Realistically, you don't have multiple training sets, and so you create B samples from your training set instead.

**Training**

1. Take repeated samples from single training dateset
2. Train our model on the bth bootstrapped training set to get $\hat{f}_b(x)$
3. Average to get predictions

These trees are grown deep (not pruned)

**Prediction**

Take majority vote from predicted classes from B trees.

In practice, pick a large B so that the error settles down/converges (~100)

In [13]:
class BaggedDecisionTrees():
    def __init__(self, k, sample_frac):
        """Create a new bagged decision tree model, with k decision trees"""
        self.k = k
        self.sample_frac = sample_frac
        self.models = []
        
    def fit(self, data, target_label):
        for _ in range(self.k):
            sampled_data = data.sample(frac=self.sample_frac, replace=True)
            dt = DecisionTree(gini_impurity_scorer)
            dt.fit(sampled_data, target_label, max_depth=2)
            self.models.append(dt)
            
    def predict(self, row):
        predictions = [model.predict(row) for model in self.models]
        return Counter(predictions).most_common(1)[0]

In [14]:
bdt = BaggedDecisionTrees(20, 0.5)
bdt.fit(cars, 'evaluation')

In [15]:
bdt.predict({'safety': 'med', 'lug_boot': 'med', 'persons': '4', 'doors': '3'})

('acc', 12)

We've used an artificially low value for the sampling fraction, as well as the number of trees, just to illustrate that a majority vote is being taken for the prediction.

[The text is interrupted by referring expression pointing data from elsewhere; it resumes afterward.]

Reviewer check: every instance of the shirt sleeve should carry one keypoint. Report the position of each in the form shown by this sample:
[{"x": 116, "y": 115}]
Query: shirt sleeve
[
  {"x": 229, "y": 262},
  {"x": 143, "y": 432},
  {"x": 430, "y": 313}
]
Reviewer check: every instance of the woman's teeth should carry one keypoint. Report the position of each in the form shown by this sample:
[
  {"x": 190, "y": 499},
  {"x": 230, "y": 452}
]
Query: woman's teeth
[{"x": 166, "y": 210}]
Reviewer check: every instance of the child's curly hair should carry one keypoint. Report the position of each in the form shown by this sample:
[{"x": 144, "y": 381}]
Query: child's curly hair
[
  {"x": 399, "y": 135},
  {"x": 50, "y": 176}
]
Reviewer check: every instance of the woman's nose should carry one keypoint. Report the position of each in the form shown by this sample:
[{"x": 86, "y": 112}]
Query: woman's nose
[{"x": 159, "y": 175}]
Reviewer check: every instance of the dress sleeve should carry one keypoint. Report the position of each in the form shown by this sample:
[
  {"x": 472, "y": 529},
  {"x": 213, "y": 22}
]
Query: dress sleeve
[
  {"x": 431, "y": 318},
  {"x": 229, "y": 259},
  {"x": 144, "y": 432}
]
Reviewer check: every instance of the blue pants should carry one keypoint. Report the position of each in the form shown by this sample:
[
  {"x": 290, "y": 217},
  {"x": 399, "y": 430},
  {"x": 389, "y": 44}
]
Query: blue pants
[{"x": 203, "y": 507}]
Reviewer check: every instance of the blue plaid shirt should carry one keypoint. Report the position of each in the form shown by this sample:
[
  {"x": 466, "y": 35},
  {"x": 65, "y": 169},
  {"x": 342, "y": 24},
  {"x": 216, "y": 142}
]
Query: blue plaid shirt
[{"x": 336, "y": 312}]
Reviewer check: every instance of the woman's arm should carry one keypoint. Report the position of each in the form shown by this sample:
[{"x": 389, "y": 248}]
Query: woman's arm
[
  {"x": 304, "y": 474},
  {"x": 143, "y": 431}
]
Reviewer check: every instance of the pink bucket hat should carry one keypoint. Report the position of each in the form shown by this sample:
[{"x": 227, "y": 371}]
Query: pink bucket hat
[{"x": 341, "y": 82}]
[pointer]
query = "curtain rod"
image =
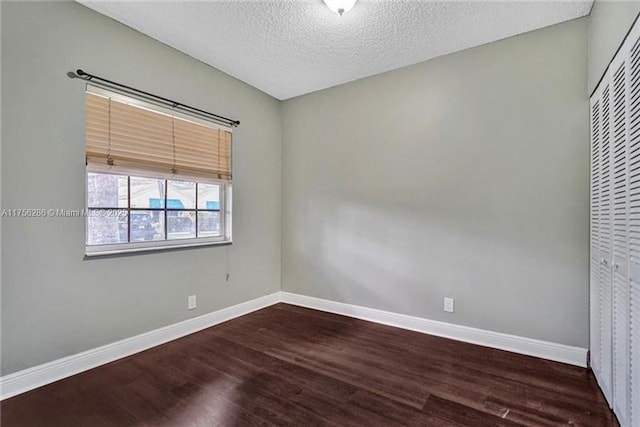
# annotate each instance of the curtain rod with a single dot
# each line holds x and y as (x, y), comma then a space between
(174, 104)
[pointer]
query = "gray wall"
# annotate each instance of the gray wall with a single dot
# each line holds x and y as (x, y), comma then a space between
(609, 22)
(53, 302)
(465, 176)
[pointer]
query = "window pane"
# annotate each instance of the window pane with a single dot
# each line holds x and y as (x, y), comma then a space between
(147, 225)
(147, 193)
(181, 224)
(106, 191)
(105, 228)
(181, 195)
(208, 224)
(209, 196)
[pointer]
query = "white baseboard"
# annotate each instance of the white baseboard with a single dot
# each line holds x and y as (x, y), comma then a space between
(37, 376)
(531, 347)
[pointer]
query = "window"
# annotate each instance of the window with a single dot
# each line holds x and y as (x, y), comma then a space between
(155, 178)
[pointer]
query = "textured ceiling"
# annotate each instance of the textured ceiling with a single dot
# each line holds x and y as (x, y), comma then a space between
(288, 48)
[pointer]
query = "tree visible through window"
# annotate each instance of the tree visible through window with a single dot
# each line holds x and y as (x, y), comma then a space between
(155, 179)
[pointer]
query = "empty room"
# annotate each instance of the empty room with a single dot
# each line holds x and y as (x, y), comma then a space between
(320, 213)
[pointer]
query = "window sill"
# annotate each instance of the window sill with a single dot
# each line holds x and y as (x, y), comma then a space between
(106, 252)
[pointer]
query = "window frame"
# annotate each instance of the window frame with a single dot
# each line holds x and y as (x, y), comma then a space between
(225, 187)
(166, 243)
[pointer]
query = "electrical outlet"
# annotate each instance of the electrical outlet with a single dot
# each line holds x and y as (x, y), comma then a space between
(448, 305)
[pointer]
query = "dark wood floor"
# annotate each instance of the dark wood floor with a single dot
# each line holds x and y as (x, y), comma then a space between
(286, 365)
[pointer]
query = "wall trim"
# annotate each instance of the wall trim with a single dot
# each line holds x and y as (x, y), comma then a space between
(37, 376)
(531, 347)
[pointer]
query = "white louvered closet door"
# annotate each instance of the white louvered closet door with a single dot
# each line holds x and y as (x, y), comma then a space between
(620, 302)
(594, 288)
(633, 123)
(606, 227)
(615, 232)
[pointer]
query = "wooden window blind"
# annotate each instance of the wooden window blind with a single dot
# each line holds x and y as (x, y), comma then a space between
(132, 137)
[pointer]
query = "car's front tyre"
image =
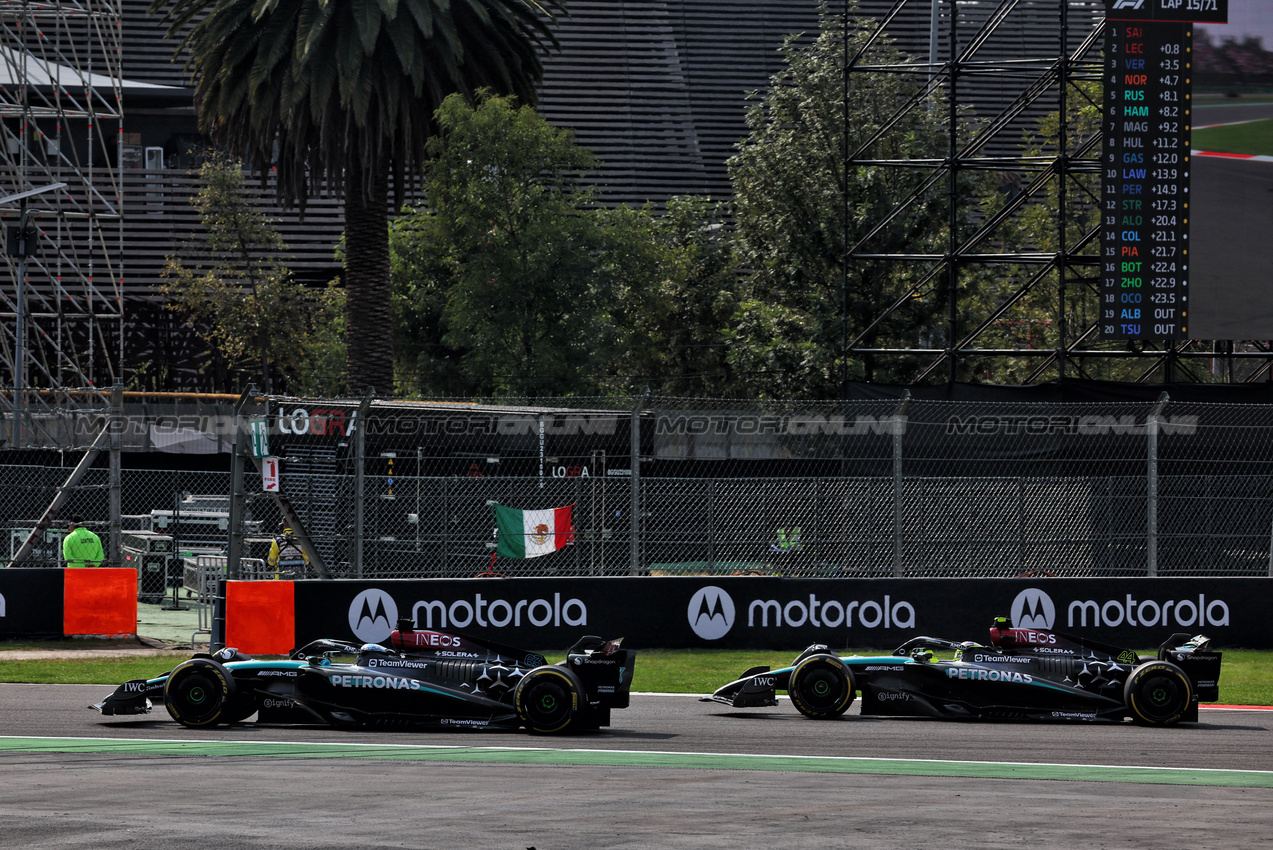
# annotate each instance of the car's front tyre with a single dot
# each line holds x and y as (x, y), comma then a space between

We can see that out of the 20 classifiers that we trained, 12 of them voted for 'acc', and so that is our final prediction.

## Random Forests

This is very similar to bagging, but decorrelates the trees.

You randomly sample from the set of predictions $X = {X_1, X_2, X_3 \ldots X_p}$, say $m = {X_1, X_4, X_6 \ldots}$.

The rationale is that if you have a very strong predictor $X_k$, then in regular bagging it will end up in most of the trees.

$m \simeq \sqrt{p}$ is an ideal choice.

$m = p$ is just regular bagging.

In general, small m is helpful when you have a large number of correlated predictors.